Фома понял, что это серьёзно, а сам продолжал учиться вязать мочалки, потому что Лидии Кузьминичне понравилось его учить. Время летело незаметно, и вот Фома отпраздновал ровно полтора месяца со дня своего положения в стены больницы.
Ушла в отпуск Галина Петровна, ей Фома преподнёс в подарок свою вторую мочалку, белую, с вкраплениями синей верёвки, очень модную. Первую – кособокую и похожую на больного ежа, Фома, стесняясь, подарил Вике, которая, конечно, обрадовалась, но ещё сильнее захотела как можно скорее вырвать его из этой больницы, раз он уже мочалки вяжет.
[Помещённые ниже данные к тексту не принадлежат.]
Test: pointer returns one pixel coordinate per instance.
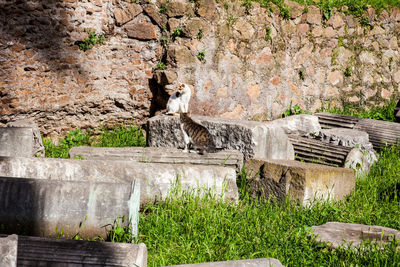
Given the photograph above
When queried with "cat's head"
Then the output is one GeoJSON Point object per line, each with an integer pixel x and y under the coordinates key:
{"type": "Point", "coordinates": [184, 88]}
{"type": "Point", "coordinates": [184, 114]}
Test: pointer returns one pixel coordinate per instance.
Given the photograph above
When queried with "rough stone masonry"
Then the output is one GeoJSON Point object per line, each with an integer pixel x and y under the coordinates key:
{"type": "Point", "coordinates": [240, 64]}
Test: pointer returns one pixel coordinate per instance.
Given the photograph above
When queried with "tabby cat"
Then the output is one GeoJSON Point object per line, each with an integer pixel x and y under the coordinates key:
{"type": "Point", "coordinates": [195, 135]}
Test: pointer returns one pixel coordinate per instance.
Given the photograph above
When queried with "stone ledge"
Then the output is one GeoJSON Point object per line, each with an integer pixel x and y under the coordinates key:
{"type": "Point", "coordinates": [338, 233]}
{"type": "Point", "coordinates": [253, 139]}
{"type": "Point", "coordinates": [44, 207]}
{"type": "Point", "coordinates": [229, 158]}
{"type": "Point", "coordinates": [156, 179]}
{"type": "Point", "coordinates": [302, 181]}
{"type": "Point", "coordinates": [16, 142]}
{"type": "Point", "coordinates": [37, 251]}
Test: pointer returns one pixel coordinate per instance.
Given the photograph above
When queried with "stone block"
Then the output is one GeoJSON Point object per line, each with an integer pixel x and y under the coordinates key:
{"type": "Point", "coordinates": [16, 142]}
{"type": "Point", "coordinates": [164, 77]}
{"type": "Point", "coordinates": [44, 207]}
{"type": "Point", "coordinates": [229, 158]}
{"type": "Point", "coordinates": [253, 139]}
{"type": "Point", "coordinates": [270, 262]}
{"type": "Point", "coordinates": [156, 179]}
{"type": "Point", "coordinates": [301, 125]}
{"type": "Point", "coordinates": [141, 31]}
{"type": "Point", "coordinates": [154, 13]}
{"type": "Point", "coordinates": [8, 251]}
{"type": "Point", "coordinates": [301, 181]}
{"type": "Point", "coordinates": [345, 137]}
{"type": "Point", "coordinates": [39, 251]}
{"type": "Point", "coordinates": [123, 15]}
{"type": "Point", "coordinates": [177, 8]}
{"type": "Point", "coordinates": [38, 148]}
{"type": "Point", "coordinates": [352, 234]}
{"type": "Point", "coordinates": [178, 55]}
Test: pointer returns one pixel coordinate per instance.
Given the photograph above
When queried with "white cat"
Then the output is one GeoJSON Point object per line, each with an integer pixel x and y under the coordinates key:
{"type": "Point", "coordinates": [179, 101]}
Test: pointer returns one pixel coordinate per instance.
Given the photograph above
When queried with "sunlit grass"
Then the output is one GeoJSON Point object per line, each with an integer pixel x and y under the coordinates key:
{"type": "Point", "coordinates": [190, 229]}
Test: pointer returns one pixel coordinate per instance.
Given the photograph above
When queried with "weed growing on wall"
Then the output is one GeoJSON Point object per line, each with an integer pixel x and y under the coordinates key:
{"type": "Point", "coordinates": [122, 136]}
{"type": "Point", "coordinates": [199, 34]}
{"type": "Point", "coordinates": [160, 66]}
{"type": "Point", "coordinates": [202, 56]}
{"type": "Point", "coordinates": [91, 41]}
{"type": "Point", "coordinates": [177, 32]}
{"type": "Point", "coordinates": [268, 34]}
{"type": "Point", "coordinates": [294, 110]}
{"type": "Point", "coordinates": [386, 112]}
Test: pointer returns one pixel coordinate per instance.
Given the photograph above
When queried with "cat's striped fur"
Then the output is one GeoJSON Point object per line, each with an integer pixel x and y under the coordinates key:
{"type": "Point", "coordinates": [196, 135]}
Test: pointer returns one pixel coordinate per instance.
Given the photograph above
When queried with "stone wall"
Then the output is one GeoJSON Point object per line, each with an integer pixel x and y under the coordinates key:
{"type": "Point", "coordinates": [255, 62]}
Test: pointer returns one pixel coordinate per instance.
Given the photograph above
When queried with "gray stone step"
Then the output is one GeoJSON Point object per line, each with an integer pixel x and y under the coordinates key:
{"type": "Point", "coordinates": [156, 179]}
{"type": "Point", "coordinates": [316, 151]}
{"type": "Point", "coordinates": [352, 234]}
{"type": "Point", "coordinates": [43, 207]}
{"type": "Point", "coordinates": [328, 120]}
{"type": "Point", "coordinates": [267, 262]}
{"type": "Point", "coordinates": [253, 139]}
{"type": "Point", "coordinates": [37, 251]}
{"type": "Point", "coordinates": [159, 155]}
{"type": "Point", "coordinates": [16, 142]}
{"type": "Point", "coordinates": [381, 133]}
{"type": "Point", "coordinates": [301, 181]}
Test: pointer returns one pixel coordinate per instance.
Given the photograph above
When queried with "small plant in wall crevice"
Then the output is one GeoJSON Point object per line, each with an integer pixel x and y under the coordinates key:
{"type": "Point", "coordinates": [160, 66]}
{"type": "Point", "coordinates": [91, 41]}
{"type": "Point", "coordinates": [202, 56]}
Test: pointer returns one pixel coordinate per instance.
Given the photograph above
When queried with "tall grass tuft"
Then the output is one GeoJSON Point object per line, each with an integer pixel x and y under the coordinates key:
{"type": "Point", "coordinates": [385, 112]}
{"type": "Point", "coordinates": [121, 136]}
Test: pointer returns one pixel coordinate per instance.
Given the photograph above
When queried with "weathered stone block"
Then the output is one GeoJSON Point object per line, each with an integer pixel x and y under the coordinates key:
{"type": "Point", "coordinates": [207, 9]}
{"type": "Point", "coordinates": [156, 179]}
{"type": "Point", "coordinates": [177, 8]}
{"type": "Point", "coordinates": [179, 55]}
{"type": "Point", "coordinates": [8, 251]}
{"type": "Point", "coordinates": [345, 137]}
{"type": "Point", "coordinates": [270, 262]}
{"type": "Point", "coordinates": [295, 8]}
{"type": "Point", "coordinates": [253, 139]}
{"type": "Point", "coordinates": [46, 207]}
{"type": "Point", "coordinates": [154, 13]}
{"type": "Point", "coordinates": [230, 158]}
{"type": "Point", "coordinates": [194, 26]}
{"type": "Point", "coordinates": [352, 234]}
{"type": "Point", "coordinates": [39, 251]}
{"type": "Point", "coordinates": [131, 10]}
{"type": "Point", "coordinates": [164, 77]}
{"type": "Point", "coordinates": [38, 148]}
{"type": "Point", "coordinates": [16, 142]}
{"type": "Point", "coordinates": [301, 125]}
{"type": "Point", "coordinates": [141, 31]}
{"type": "Point", "coordinates": [301, 181]}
И Лишайников вскоре выздоровел, его торжественно проводили, он записал все телефоны Фомы и пообещал звонить регулярно. Несколько дней Фома и Кувалда были единственными больными на первом этаже, но затем в бывший номер Мхова и Лишайникова положили пациента, который два дня страдал, кряхтел и очень мучился – это было слышно через стену. В бокс к нему никого не пускали, кто-нибудь из медперсонала обязательно при нём находился. А когда больному явно полегчало, Фома улучил момент и прорвался к нему.
Его звали дядя Лёша Перистов, на вид ему было лет около сорока. Он лежал на кровати, пыхтел, шлёпал губами и сразу попросил Фому принести чего-нибудь поесть. Фома посмотрел на приспособления для сифонной клизмы, оставленные у постели больного, на лекарства и пустые пузырьки из-под них и решил, что лучше этого делать не надо.
– Что, и ты против меня? – сразу сказал тогда больной Перистов, хотел повернуться на другой бок, но только взвыл и остался лежать в прежней позе. – А? Вот как меня припёрло. Ни за что ведь человека держат, я бы и дома отлежался.
– А что с вами, дядя Лёша? – спросил Фома и, оглянувшись на окно в коридор, за которым пронеслась какая-то медсестра, взмахнул своим халатом, как пианист полами концертного фрака, и присел на свободную кровать.